Referendum e il Voto (non Voto) di coscienza
Tra diritto sacro e atto di profonda libertà, la scelta di partecipare pone un'interrogativo sull'efficacia della volontà degli elettori, specie in un Paese dove il vero cambiamento passa quasi sempre da equilibri profondi e poco popolari

In una democrazia, l'atto del voto è da sempre riconosciuto come lo strumento più potente, l’espressioni più dirette della volontà popolare. È un'opportunità che ci chiama a scegliere, con la testa e con il cuore, e a non cedere alla rassegnazione, all'inazione o all’alienazione sociale, di fronte alle sfide che riguardano la nostra collettività. La partecipazione civica e una costante vigilanza popolare sono il baluardo contro gli interessi di parte e contro le derive autoritarie.
Oggi, mentre ci avviciniamo al referendum dell'8 e 9 giugno prossimi, torniamo a confrontarci con il significato profondo di questo gesto nell'urna. Se il voto è un diritto e uno strumento, è anche e soprattutto una questione di coscienza individuale. Un atto che riflette il nostro più intimo libero arbitrio. Perché - è questo il caso - non si tratta più di delegare (e quindi della capacità di saper ben delegare!) ma di scegliere una rotta o, al contrario, di scegliere, consapevolmente, di non scegliere.

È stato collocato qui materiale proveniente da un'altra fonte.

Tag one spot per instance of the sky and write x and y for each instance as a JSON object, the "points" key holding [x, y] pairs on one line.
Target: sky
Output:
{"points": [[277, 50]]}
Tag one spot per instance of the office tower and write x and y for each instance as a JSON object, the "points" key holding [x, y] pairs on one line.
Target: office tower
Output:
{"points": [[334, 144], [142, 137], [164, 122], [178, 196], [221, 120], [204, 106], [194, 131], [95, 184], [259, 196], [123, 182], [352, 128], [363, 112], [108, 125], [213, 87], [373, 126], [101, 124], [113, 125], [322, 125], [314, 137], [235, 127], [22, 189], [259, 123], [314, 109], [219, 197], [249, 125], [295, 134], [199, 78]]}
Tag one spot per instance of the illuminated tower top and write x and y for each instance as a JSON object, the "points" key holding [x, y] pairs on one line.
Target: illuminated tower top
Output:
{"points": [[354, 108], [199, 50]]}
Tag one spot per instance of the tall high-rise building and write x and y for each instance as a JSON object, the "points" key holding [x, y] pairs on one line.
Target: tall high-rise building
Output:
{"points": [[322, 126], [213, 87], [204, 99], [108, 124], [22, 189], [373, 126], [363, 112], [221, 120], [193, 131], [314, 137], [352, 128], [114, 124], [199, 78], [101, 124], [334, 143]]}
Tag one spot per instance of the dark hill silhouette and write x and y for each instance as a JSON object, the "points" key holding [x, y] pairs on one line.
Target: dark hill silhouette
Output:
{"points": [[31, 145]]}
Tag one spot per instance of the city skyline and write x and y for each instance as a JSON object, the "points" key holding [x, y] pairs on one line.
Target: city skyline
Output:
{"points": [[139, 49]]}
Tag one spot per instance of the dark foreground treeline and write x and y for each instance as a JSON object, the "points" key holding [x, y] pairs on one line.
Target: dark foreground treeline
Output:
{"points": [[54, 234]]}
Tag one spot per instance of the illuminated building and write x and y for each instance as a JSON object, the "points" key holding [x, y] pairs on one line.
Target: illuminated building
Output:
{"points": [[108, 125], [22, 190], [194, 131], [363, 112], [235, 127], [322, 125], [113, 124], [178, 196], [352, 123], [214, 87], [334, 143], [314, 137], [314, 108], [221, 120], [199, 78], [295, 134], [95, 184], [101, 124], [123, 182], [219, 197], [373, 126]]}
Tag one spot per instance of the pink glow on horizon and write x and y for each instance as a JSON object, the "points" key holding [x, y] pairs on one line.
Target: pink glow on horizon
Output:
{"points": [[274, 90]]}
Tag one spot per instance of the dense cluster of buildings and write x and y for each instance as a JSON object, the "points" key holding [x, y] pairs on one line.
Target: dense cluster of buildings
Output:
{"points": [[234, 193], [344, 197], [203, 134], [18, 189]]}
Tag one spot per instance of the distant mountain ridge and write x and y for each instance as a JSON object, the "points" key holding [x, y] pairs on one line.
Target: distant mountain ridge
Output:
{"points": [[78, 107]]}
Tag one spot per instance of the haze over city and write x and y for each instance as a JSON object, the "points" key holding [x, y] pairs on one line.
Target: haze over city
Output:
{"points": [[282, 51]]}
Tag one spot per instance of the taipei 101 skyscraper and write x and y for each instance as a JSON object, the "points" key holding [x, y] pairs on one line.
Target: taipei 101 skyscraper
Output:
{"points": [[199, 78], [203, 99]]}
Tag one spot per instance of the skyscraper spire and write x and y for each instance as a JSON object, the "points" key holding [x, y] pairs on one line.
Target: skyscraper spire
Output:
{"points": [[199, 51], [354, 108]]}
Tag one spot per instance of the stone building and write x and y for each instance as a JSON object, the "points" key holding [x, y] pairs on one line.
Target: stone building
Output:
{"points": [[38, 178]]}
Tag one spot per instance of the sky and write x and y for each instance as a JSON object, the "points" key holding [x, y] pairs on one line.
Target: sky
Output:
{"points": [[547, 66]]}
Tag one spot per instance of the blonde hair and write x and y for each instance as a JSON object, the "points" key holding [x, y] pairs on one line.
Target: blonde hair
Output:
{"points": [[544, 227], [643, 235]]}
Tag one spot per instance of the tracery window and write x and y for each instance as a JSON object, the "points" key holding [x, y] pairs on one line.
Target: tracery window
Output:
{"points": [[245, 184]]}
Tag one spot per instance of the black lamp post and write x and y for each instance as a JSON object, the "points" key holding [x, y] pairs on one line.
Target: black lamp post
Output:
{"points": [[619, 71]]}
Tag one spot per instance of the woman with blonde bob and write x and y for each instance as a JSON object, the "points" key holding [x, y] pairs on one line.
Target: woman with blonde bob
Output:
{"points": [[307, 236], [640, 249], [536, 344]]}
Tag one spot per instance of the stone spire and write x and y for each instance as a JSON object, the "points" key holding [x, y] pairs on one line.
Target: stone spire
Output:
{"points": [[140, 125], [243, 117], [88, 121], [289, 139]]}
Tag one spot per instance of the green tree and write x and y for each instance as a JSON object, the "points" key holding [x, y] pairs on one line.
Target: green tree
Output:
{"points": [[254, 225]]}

Non si tratta più, in questo specifico frangente referendario, di porsi su schieramenti definiti o figure politiche. E fare una scelta. Si tratta di esprimere una posizione su un quesito preciso, o di scegliere deliberatamente di non farlo. Ed è proprio qui che il valore della coscienza si manifesta pienamente.
Di fronte alle dinamiche complesse del nostro Paese, dove spesso la percezione è che i cambiamenti reali siano ostacolati da meccanismi più grandi della volontà popolare, la decisione di recarsi alle urne o di astenersi assume un significato comunque forte. Sia nel caso che nell’altro. Anche perché, in Democrazia, quasi mai il popolo è artefice reale dei cambiamenti. C’è lo Stato profondo che agisce e decide per tutti e in barba a tutti.
Soprattutto alle nostre latitudini, quelle del nostro glocal, le scelte referendarie che riguardano il lavoro e la cittadinanza, sembrano argomenti così alti e nobili da essere quasi fuori dalle nostre orbite quotidiane. In un territorio dove le opportunità di impiego scarseggiano e i giovani sono costretti a emigrare, dove la dignità del lavoro è messa a dura prova e gli stranieri sono troppo spesso trattati come schiavi, la portata di certi quesiti rischia di apparire distante, quasi aliena rispetto alle urgenze tangibili.
Votare, certo, è un atto di partecipazione, una rivendicazione della propria voce. Ma anche scegliere di non votare, se frutto di una riflessione profonda e non di mera indifferenza, può essere una forma di espressione; una dichiarazione di non aderenza o di disillusione rispetto a un percorso che non si percepisce come efficace per quel cambiamento che in tanti anelano ma che poi nessuno è capace di realizzare. Non è una condanna, ma una presa di posizione consapevole.
Il vero “potere al popolo”, in effetti, non si esaurisce nell'urna, né in un singolo gesto. Si consolida nella capacità di analizzare, di discernere e di agire secondo la propria morale e le proprie convinzioni.
Quindi, al Referendum (che non è e non può essere confuso con la elezione degli organi democratici) andiamo o non andiamo alle urne con la consapevolezza che il voto, così come il non voto, sono un diritto inviolabile e, in questo caso, anche un'espressione della nostra democrazia, della nostra volontà di partecipazione. Ma facciamolo soprattutto con la coscienza che la scelta di come esercitare questo diritto, o di non esercitarlo affatto, in un contesto dove il vero cambiamento sembra un orizzonte sfuggente, è un atto di profonda libertà individuale. Ognuno faccia ciò che ritiene più giusto, con la serena convinzione che la propria autonomia di pensiero sia il motore più autentico di ogni possibile, futuro, cambiamento. Tanto, in cabina o al mare, non è questo il momento della vera rivoluzione!